Les questions matérielles sont résolues. Les autres le sont-elles ? Je vous le demande. Dites-le-moi. Et tant que vous n’aurez pas comblé cet éternel gouffre béant que l’homme a en lui, je me moque de vos efforts, et je ris à mon aise de vos misérables sciences qui ne valent pas un brin d’herbe.

Vienne donc maintenant un homme comme Rabelais ! Qu’il puisse se dépouiller de toute colère, de toute haine, de toute douleur ! De quoi rira-t-il ? Ce ne sera ni des rois, il n’y en a plus ; ni de Dieu, quoiqu’on n’y croie pas, cela fait peur ; ni des jésuites, c’est déjà vieux.

Mais de quoi donc ?

Le monde matériel est pour le mieux, ou du moins il est sur la voie.

Mais l’autre ? Il aurait beau jeu.
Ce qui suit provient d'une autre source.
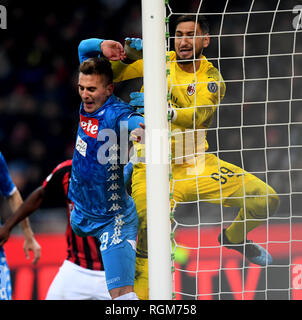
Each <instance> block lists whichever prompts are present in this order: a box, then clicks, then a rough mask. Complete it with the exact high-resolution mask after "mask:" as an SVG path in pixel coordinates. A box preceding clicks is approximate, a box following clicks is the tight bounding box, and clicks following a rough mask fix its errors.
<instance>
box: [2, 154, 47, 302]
mask: <svg viewBox="0 0 302 320" xmlns="http://www.w3.org/2000/svg"><path fill="white" fill-rule="evenodd" d="M0 195H1V196H3V197H5V198H7V200H8V203H9V206H10V209H11V210H12V212H15V211H16V210H17V209H18V207H19V206H20V205H21V203H22V198H21V195H20V193H19V191H18V189H17V187H16V186H15V184H14V183H13V181H12V179H11V177H10V175H9V171H8V168H7V164H6V161H5V159H4V157H3V155H2V153H1V152H0ZM0 225H1V223H0ZM20 225H21V227H22V229H23V232H24V236H25V242H24V252H25V255H26V257H27V258H28V257H29V251H33V253H34V259H33V263H34V264H36V263H37V262H38V260H39V258H40V254H41V248H40V245H39V244H38V243H37V242H36V240H35V238H34V236H33V232H32V230H31V227H30V224H29V220H28V219H24V220H23V221H22V222H20ZM11 299H12V286H11V279H10V272H9V268H8V265H7V261H6V256H5V253H4V249H3V247H2V246H0V300H11Z"/></svg>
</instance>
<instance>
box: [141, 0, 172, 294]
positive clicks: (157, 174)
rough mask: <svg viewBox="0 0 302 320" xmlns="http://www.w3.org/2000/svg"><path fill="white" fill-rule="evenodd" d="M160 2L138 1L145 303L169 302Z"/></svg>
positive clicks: (168, 199) (164, 121)
mask: <svg viewBox="0 0 302 320" xmlns="http://www.w3.org/2000/svg"><path fill="white" fill-rule="evenodd" d="M165 17H166V7H165V2H164V0H152V1H150V0H142V26H143V42H144V50H143V59H144V101H145V119H146V120H145V124H146V165H147V168H146V181H147V185H146V188H147V226H148V257H149V264H148V268H149V299H150V300H170V299H172V275H171V244H170V230H171V223H170V216H169V161H168V156H169V149H168V141H169V140H168V121H167V78H166V55H165V51H166V43H165V41H166V38H165V27H166V26H165Z"/></svg>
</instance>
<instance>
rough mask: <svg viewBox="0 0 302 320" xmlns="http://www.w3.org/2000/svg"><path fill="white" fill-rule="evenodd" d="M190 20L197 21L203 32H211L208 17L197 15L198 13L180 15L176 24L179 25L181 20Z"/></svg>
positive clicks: (196, 21)
mask: <svg viewBox="0 0 302 320" xmlns="http://www.w3.org/2000/svg"><path fill="white" fill-rule="evenodd" d="M189 21H192V22H197V23H198V24H199V27H200V29H201V30H202V32H203V33H209V32H210V26H209V23H208V21H207V19H206V17H204V16H200V15H196V14H189V15H186V14H184V15H182V16H179V17H178V18H177V19H176V22H175V26H176V27H177V26H178V24H179V23H181V22H189Z"/></svg>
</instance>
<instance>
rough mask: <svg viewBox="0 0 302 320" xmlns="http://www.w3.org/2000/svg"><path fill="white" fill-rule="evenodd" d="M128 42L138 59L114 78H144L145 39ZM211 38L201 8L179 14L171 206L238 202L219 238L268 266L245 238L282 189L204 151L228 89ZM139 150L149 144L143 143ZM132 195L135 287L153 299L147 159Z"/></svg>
mask: <svg viewBox="0 0 302 320" xmlns="http://www.w3.org/2000/svg"><path fill="white" fill-rule="evenodd" d="M126 44H127V46H125V49H127V50H126V54H127V56H128V58H130V59H134V60H135V59H137V60H136V61H134V62H132V63H130V64H126V63H123V62H121V61H112V68H113V71H114V77H115V81H116V82H119V81H124V80H128V79H132V78H137V77H143V61H142V59H139V57H140V50H141V49H142V41H141V40H140V39H128V40H127V41H126ZM129 44H130V46H129ZM209 44H210V37H209V26H208V23H207V21H206V20H205V19H204V18H203V17H200V16H199V17H198V20H197V21H196V16H195V15H194V16H190V15H185V16H180V17H179V18H178V20H177V22H176V30H175V51H170V52H169V53H168V55H169V61H168V62H167V68H168V69H170V75H168V76H167V80H168V90H169V92H170V93H171V101H170V103H169V104H170V107H171V110H172V111H171V116H172V120H171V130H172V141H171V144H172V158H173V160H172V174H173V183H171V193H172V194H173V200H172V201H171V206H172V208H171V209H175V207H176V206H177V204H179V203H181V202H191V201H197V200H198V199H202V200H206V201H208V202H210V203H217V204H222V205H223V206H226V207H238V208H240V210H239V212H238V215H237V217H236V218H235V220H234V222H233V223H232V224H231V225H230V226H229V227H228V228H226V229H225V230H224V231H223V233H222V234H220V235H219V236H218V241H219V242H220V243H221V244H222V245H224V246H226V247H227V248H230V249H233V250H236V251H238V252H240V253H241V254H244V255H245V257H246V258H247V259H248V260H249V261H250V262H252V263H255V264H258V265H261V266H265V265H268V264H271V263H272V257H271V255H270V254H269V253H268V252H267V251H266V250H265V249H264V248H263V247H262V246H259V245H258V244H256V243H253V242H252V241H251V240H247V238H246V237H247V234H248V233H249V231H251V230H253V229H254V228H256V227H257V226H259V225H260V224H261V223H262V222H263V221H264V220H265V219H266V218H268V217H269V216H271V215H273V214H274V213H275V212H276V210H277V208H278V206H279V198H278V196H277V195H276V192H275V191H274V190H273V189H272V188H271V187H270V186H269V185H267V184H266V183H264V182H263V181H261V180H260V179H258V178H257V177H256V176H254V175H252V174H250V173H248V172H246V171H245V170H243V169H242V168H240V167H238V166H235V165H233V164H231V163H228V162H226V161H223V160H222V159H219V158H218V157H217V156H215V155H214V154H211V153H207V152H204V151H206V150H207V149H208V142H207V140H206V129H207V128H209V127H210V126H211V123H212V119H213V117H214V113H215V111H216V108H217V107H218V105H219V104H220V102H221V101H222V99H223V97H224V94H225V83H224V81H223V78H222V76H221V75H220V73H219V71H218V70H217V69H216V68H215V67H214V66H213V65H212V63H210V62H209V61H208V60H207V59H206V57H205V56H204V55H203V49H204V48H206V47H208V46H209ZM115 47H117V44H116V42H114V41H110V40H100V39H88V40H84V41H82V42H81V44H80V46H79V51H81V52H82V53H83V54H87V53H90V54H94V55H95V54H101V52H102V53H103V54H105V53H106V54H105V55H106V56H107V52H111V51H114V50H115ZM119 47H120V46H119ZM131 97H132V102H130V103H132V104H133V105H137V106H143V92H140V93H138V92H137V93H132V94H131ZM190 129H191V131H190ZM192 129H194V130H192ZM192 132H194V133H192ZM174 133H175V134H174ZM202 133H204V135H202ZM200 136H201V138H200ZM183 145H185V148H182V146H183ZM139 147H140V148H142V147H141V145H139ZM180 150H183V151H184V152H183V157H181V158H180V157H178V155H179V154H180ZM138 152H139V153H140V152H141V153H142V152H143V150H139V148H138ZM139 156H140V157H142V156H143V154H139ZM132 197H133V198H134V200H135V203H136V208H137V213H138V216H139V228H138V243H137V257H136V281H135V287H134V289H135V291H136V293H137V295H138V297H139V298H140V299H148V260H147V256H148V255H147V221H146V219H147V214H146V171H145V164H144V163H143V162H139V163H136V164H134V166H133V176H132Z"/></svg>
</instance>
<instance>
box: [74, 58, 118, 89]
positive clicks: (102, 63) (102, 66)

Et si le poète pouvait cacher ses larmes et se mettre à rire, je vous assure que son livre serait le plus terrible et le plus sublime qu’on ait fait.


NOTE.

Cette étude sur Rabelais a paru pour la première fois dans Par les Champs et par les Grèves, Paris, Charpentier, éditeur, 1886. Le manuscrit n’est pas daté, mais une allusion y est faite dans la Correspondance en 1839.